A guardarla in foto sembra quasi impossibile: pare un edificio deformato da un filtro, disegnato da un programma di grafica o creato con l’intelligenza artificiale. Invece esiste davvero. Si chiama Krzywy Domek, che in polacco significa “casa storta”, e si trova a Sopot, città della Polonia affacciata sul Mar Baltico. L’edificio sorge lungo la via pedonale Bohaterów Monte Cassino, una delle zone più frequentate della città.
La sua facciata sembra piegarsi e sciogliersi, con finestre inclinate, pareti ondulate e un tetto che dà l’impressione di muoversi.

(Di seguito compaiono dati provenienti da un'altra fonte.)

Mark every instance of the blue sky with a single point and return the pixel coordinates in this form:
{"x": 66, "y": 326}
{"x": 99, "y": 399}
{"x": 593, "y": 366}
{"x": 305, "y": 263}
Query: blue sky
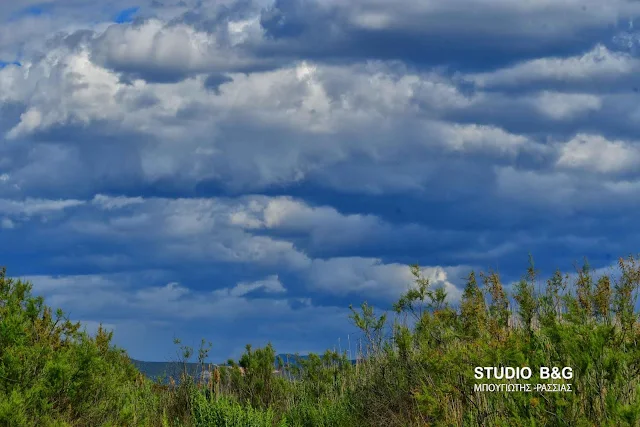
{"x": 242, "y": 171}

Non è però un’illusione digitale: la Krzywy Domek è stata costruita nel 2004 ed è parte di un complesso commerciale, con negozi, locali, uffici e attività aperte al pubblico. La superficie è di circa 4.000 metri quadrati.

Dove si trova la casa storta che sembra irreale
La Krzywy Domek si trova a Sopot, località balneare polacca situata tra Danzica e Gdynia, nell’area conosciuta come Tricittà. L’edificio è diventato uno dei simboli più fotografati della zona proprio perché sembra uscito da un cartone animato o da una fiaba deformata.

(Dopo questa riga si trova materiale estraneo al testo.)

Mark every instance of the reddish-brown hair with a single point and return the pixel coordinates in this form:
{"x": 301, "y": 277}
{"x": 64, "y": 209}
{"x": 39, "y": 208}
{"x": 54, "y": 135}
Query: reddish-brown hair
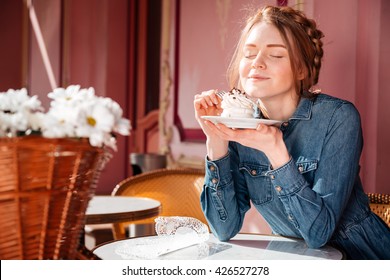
{"x": 302, "y": 39}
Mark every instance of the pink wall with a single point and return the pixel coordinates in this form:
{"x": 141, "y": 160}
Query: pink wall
{"x": 357, "y": 56}
{"x": 351, "y": 70}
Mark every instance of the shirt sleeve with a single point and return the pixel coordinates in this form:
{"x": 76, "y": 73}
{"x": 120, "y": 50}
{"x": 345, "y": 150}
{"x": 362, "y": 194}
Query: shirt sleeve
{"x": 224, "y": 202}
{"x": 316, "y": 209}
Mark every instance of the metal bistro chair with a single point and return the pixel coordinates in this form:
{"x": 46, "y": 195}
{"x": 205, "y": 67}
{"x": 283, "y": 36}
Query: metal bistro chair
{"x": 178, "y": 190}
{"x": 380, "y": 205}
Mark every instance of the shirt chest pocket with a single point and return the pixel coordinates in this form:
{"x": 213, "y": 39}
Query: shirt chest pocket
{"x": 307, "y": 167}
{"x": 258, "y": 184}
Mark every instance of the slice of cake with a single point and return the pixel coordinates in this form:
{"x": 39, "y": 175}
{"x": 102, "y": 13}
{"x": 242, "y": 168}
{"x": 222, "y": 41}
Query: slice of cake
{"x": 236, "y": 104}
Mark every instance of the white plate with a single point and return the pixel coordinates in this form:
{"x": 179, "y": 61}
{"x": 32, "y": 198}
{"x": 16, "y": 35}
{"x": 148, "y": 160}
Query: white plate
{"x": 240, "y": 122}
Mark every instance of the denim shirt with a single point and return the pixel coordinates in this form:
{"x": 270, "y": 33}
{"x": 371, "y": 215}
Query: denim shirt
{"x": 316, "y": 196}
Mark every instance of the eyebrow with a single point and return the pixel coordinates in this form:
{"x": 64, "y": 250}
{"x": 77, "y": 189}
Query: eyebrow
{"x": 268, "y": 46}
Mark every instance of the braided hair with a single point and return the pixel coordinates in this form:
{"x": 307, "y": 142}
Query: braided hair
{"x": 302, "y": 39}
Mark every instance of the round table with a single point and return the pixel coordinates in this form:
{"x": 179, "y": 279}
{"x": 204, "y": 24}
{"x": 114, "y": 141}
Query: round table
{"x": 241, "y": 247}
{"x": 118, "y": 209}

Il progetto porta la firma degli architetti Szotyńscy & Zaleski, che si ispirarono alle illustrazioni fiabesche dell’artista polacco Jan Marcin Szancer e ai lavori dell’artista svedese Per Dahlberg. Il risultato è un edificio commerciale che usa l’architettura come richiamo visivo: non passa inosservato, incuriosisce i turisti e rende immediatamente riconoscibile lo stabile.

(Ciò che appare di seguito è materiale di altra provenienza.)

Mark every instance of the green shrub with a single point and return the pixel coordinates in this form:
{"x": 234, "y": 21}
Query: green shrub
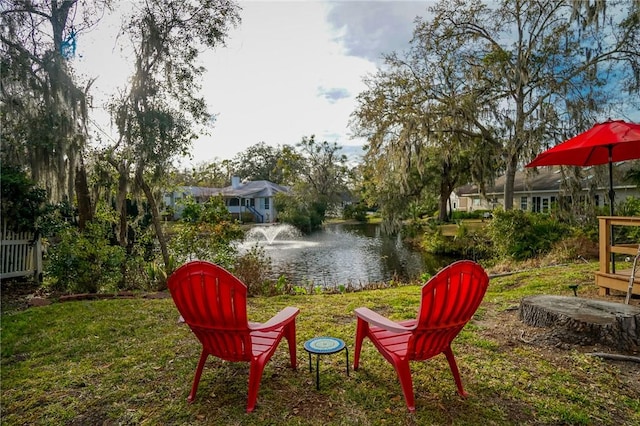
{"x": 84, "y": 262}
{"x": 305, "y": 216}
{"x": 355, "y": 211}
{"x": 254, "y": 269}
{"x": 206, "y": 232}
{"x": 522, "y": 235}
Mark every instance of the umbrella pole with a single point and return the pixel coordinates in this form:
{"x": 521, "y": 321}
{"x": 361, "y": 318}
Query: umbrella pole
{"x": 631, "y": 278}
{"x": 612, "y": 196}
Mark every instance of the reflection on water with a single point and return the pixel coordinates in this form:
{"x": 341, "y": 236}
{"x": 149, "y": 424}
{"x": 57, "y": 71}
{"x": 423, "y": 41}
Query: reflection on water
{"x": 354, "y": 254}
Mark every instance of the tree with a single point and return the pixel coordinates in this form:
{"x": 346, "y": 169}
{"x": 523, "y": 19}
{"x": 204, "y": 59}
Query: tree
{"x": 551, "y": 67}
{"x": 481, "y": 88}
{"x": 160, "y": 113}
{"x": 44, "y": 108}
{"x": 421, "y": 131}
{"x": 318, "y": 175}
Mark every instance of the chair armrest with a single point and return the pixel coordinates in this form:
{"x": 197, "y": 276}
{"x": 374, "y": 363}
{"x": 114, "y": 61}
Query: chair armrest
{"x": 282, "y": 318}
{"x": 376, "y": 319}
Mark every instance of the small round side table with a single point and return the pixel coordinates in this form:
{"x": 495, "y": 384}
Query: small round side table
{"x": 324, "y": 346}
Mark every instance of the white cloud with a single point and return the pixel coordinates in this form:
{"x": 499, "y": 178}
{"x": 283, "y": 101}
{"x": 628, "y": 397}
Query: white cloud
{"x": 289, "y": 70}
{"x": 270, "y": 84}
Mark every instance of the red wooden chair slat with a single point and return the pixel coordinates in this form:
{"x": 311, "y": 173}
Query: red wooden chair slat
{"x": 448, "y": 302}
{"x": 213, "y": 303}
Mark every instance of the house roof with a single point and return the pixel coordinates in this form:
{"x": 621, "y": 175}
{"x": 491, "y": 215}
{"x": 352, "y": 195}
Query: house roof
{"x": 253, "y": 189}
{"x": 543, "y": 179}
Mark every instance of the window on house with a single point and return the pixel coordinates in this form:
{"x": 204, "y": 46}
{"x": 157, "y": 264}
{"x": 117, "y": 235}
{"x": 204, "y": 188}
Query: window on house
{"x": 545, "y": 205}
{"x": 536, "y": 203}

L’effetto più sorprendente è dato dalla facciata. Le linee non sono dritte, le finestre sembrano scivolare e il tetto richiama quasi le squame di un drago. L’interno, però, è molto più normale di quanto si possa immaginare: la parte “assurda” è soprattutto quella esterna, studiata per dare all’edificio un aspetto surreale.
Perché sembra creata con l’intelligenza artificiale
Il motivo per cui molti pensano subito all’AI è semplice: la Krzywy Domek ha tutte le caratteristiche visive che oggi associamo alle immagini generate artificialmente. Le proporzioni sembrano sbagliate, le linee sembrano deformate e la struttura appare quasi impossibile. In realtà, proprio questa era l’idea del progetto: creare una costruzione capace di sembrare riflessa in uno specchio deformante.
Nonostante l’aspetto bizzarro, la struttura è reale e progettata con attenzione. Geopop spiega che l’edificio utilizza un telaio in cemento armato come scheletro portante e tralicci secondari in acciaio per sostenere le forme sinuose della facciata.
La Krzywy Domek non è l’unico edificio “storto” famoso al mondo, ma è uno dei più riconoscibili. Viene spesso accostata ad altre architetture insolite, come la Dancing House di Praga, anche se il suo stile resta più fiabesco e commerciale.
La casa storta di Sopot dimostra che, a volte, la realtà può sembrare più strana di un’immagine generata al computer. Non è intelligenza artificiale, non è un fotomontaggio e non è un filtro: è un edificio vero, costruito per sorprendere chiunque passi davanti alla sua facciata.